The men flocked to her banner. Veterans who had been grumbling in taverns now proudly strapped on their old armor. Young men whose only battles had been street brawls were organized into disciplined cohorts. Lucilla's "dove's nest" at the Widows' Fund became the central command post for a new, fanatically loyal private army.
While his sister rallied the city, Alex was engaged in a different, far quieter, and much stranger war. He had effectively barricaded himself in the Imperial Institute, transforming Celer's engineering workshops into a makeshift laboratory. His city was in a panic, preparing for a siege, but Alex was not focused on the walls. He was focused on a single, impossible goal. He had to defeat the Plague Legion not with swords, but with science.
He had been working frantically, day and night, with the Greek physician Philipos and a handful of other trusted medical minds. Their project: to mass-produce an effective variolation serum. The greatest risk had been acquiring a live, stable culture of the virus. Weeks ago, with grim foresight, Alex had sent a secret medical team to the quarantine camp at Seleucia, long before the mutiny. Their mission had been to tend to the sick, but their true purpose was to gather samples—fluid from the pustules of recovering soldiers, men whose bodies had successfully fought off the disease and developed immunities. These precious, deadly samples had been carefully transported back to Rome in sealed lead vials.

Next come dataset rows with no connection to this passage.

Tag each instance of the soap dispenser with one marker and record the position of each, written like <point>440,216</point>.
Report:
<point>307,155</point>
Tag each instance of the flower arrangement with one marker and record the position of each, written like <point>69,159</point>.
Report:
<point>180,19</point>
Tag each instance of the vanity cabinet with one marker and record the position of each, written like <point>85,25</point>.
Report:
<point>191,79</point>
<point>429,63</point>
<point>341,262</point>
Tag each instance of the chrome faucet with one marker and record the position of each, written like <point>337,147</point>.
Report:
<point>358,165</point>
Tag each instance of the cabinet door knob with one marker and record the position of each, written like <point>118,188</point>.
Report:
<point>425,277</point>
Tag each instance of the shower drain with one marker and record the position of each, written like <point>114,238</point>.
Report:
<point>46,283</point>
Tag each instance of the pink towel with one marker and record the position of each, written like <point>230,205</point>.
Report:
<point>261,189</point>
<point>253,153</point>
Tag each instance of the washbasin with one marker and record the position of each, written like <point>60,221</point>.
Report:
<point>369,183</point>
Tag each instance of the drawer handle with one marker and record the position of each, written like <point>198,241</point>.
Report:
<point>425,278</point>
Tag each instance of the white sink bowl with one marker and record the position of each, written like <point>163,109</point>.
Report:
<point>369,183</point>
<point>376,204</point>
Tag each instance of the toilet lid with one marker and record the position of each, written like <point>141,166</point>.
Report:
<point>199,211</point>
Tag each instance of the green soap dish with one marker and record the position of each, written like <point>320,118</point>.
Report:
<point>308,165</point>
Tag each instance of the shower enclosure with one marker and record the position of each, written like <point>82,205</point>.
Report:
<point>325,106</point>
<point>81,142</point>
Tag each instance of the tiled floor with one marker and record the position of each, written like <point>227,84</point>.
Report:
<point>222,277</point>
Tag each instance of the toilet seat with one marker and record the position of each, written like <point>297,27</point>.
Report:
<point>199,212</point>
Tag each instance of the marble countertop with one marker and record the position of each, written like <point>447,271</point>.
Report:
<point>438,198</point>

Now, in the guarded workshops, Alex and his team worked to cultivate this invisible enemy. It was a dangerous, painstaking process. They used live chickens and pigs as incubators, a crude but effective method of keeping the virus viable. It was a grim, bloody business, a world away from the clean, sterile laboratories of his own time.
The greatest gamble had been the human trials. Alex knew he could not ask another to take a risk he was unwilling to take himself. He would be the first test subject. Under Philipos's terrified supervision, he had a small, controlled amount of the cultivated, weakened virus introduced into his own bloodstream through a series of small scratches on his shoulder.
The week that followed was a private hell. He endured the full, agonizing cycle of the disease, his strong, healthy body wracked with fever, chills, and the painful eruption of pustules. He quarantined himself, allowing only Lyra and a masked Philipos to attend him. He rode out the storm, his 21st-century constitution and Lyra's constant medical monitoring the only things that saw him through. But he emerged on the other side, weak, scarred, but alive. And, most importantly, immune. He had proven it could be done. The "divine scar" was real.
Now, his team worked in a frantic production line, inoculating hundreds of loyal Praetorian guardsmen and volunteers, creating a small but growing core of immune soldiers who could act as his medical corps.
His plan was insane, a gamble of such epic proportions that it made his charge against The Silent King look like a cautious skirmish. He would not wait for the Plague Legion to arrive at the gates of Rome and begin a long, bloody siege. He would go out to meet them. Not with an army, but with a medical convoy.
He gathered the five surviving members of the Fire Cohort. They, having already survived the plague in its most virulent form, were now completely immune. They would be his personal guard, their monstrous appearance and legendary strength a terrifying and effective deterrent. He commissioned every fast horse and cart Sabina could find and had them loaded, not with weapons and armor, but with medical supplies: thousands of carefully sealed needles for inoculation, vials of his new "vaccine," vast quantities of clean water in sealed barrels, and nutrient-rich, concentrated food rations.